NO and Fertilization
The acrosome at the tip of sperm heads activates its NO synthase when it enters the egg. The resulting release of NO in the egg is essential (at least in sea urchins) for triggering the next steps in the process :
- blocking the entry of additional sperm
- orienting the pronuclei for fusion.
NO aids in the killing of engulfed pathogens (e.g., bacteria) within the lysosomes of macrophages.
Mice whose genes for the NO synthase found in macrophages (iNOS) have been knocked out are more susceptible to infections by intracellular bacteria like Listeria monocytogenes. Th1 cells, the ones responsible for an inflammatory response against invaders, secrete NO. Harmless bacteria, living as commensals at the rear of our throat, convert nitrates in our food into nitrites. When these reach the stomach, the acidic gastric juice (pH ~1.4) generates NO from them. This NO kills almost all the bacteria that have been swallowed in our food.
Since the dawn of recorded human history, nitrites have been used to preserve meat from bacterial spoilage.
NO and Longevity
Mice whose genes for eNos have been knocked out
- show signs of premature aging
- have a shortened life span
- fail to benefit from the life-extending effect of a calorie-restricted (CR) diet
Mechanisms of NO Action
The signaling functions of NO begin with its binding to protein receptors on or in the cell. The binding sites can be either:In either case, binding triggers an allosteric change in the protein which, in turn, triggers the formation of a "second messenger" within the cell. The most common protein target for NO seems to be guanylyl cyclase, the enzyme that generates the second messenger cyclic GMP (cGMP).
Three prescription drugs sildenafil (Viagra®), vardenafil (Levitra®) and tadalafil (Cialis®) enhance the effects of NO by inhibiting the enzyme that normally breaks down cGMP.

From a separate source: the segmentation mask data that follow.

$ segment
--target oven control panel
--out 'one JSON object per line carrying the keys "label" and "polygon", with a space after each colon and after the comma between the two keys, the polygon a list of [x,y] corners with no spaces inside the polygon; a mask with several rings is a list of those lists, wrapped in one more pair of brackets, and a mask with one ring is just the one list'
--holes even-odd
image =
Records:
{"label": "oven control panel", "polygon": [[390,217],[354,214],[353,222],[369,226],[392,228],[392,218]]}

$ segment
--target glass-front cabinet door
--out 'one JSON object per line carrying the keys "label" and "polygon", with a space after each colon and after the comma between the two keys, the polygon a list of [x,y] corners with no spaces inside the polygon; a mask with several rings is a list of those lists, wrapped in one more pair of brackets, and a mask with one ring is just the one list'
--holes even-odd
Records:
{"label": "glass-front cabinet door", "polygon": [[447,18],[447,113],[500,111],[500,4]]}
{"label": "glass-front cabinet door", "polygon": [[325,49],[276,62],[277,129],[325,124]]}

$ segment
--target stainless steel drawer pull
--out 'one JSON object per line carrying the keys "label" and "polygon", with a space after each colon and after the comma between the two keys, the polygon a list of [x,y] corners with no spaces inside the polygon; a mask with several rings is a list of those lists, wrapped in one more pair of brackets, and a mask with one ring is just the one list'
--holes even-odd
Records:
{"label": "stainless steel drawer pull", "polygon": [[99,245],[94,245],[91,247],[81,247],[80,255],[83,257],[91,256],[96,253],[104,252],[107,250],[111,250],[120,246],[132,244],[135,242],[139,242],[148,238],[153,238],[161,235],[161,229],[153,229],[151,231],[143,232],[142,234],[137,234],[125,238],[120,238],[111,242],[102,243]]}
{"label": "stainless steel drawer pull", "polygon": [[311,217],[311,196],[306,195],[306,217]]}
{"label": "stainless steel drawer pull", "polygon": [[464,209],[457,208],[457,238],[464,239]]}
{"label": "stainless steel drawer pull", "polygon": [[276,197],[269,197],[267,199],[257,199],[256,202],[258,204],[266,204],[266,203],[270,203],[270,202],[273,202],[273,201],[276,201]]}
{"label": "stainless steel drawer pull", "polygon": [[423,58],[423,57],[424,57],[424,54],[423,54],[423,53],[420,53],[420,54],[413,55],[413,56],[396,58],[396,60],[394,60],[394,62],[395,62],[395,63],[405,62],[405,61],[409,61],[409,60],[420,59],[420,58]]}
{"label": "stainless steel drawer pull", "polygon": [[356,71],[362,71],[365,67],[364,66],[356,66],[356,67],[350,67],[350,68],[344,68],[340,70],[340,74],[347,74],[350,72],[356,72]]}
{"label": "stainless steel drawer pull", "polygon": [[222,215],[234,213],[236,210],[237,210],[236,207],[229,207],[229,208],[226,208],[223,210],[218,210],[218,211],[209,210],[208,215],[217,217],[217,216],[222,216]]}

Fireflies Use NO To Turn On their Flashes
Plants Also Use NO
NO has been implicated in many plant activities. It is a weapon against invading pathogens. Infection of the plant triggers the formation of a NOS that, like the animal versions, makes NO from arginine. Release of NO by the infected cell induces a number of defense responses. A gradient of NO may also guide the pollen tube to its destination in the ovule. The popular prescription drug sildenafil citrate (Viagra®) enhances the effect of NO on pollination (just as it does on penile erection). NO inhibits flowering. NO promotes recovery from etiolation.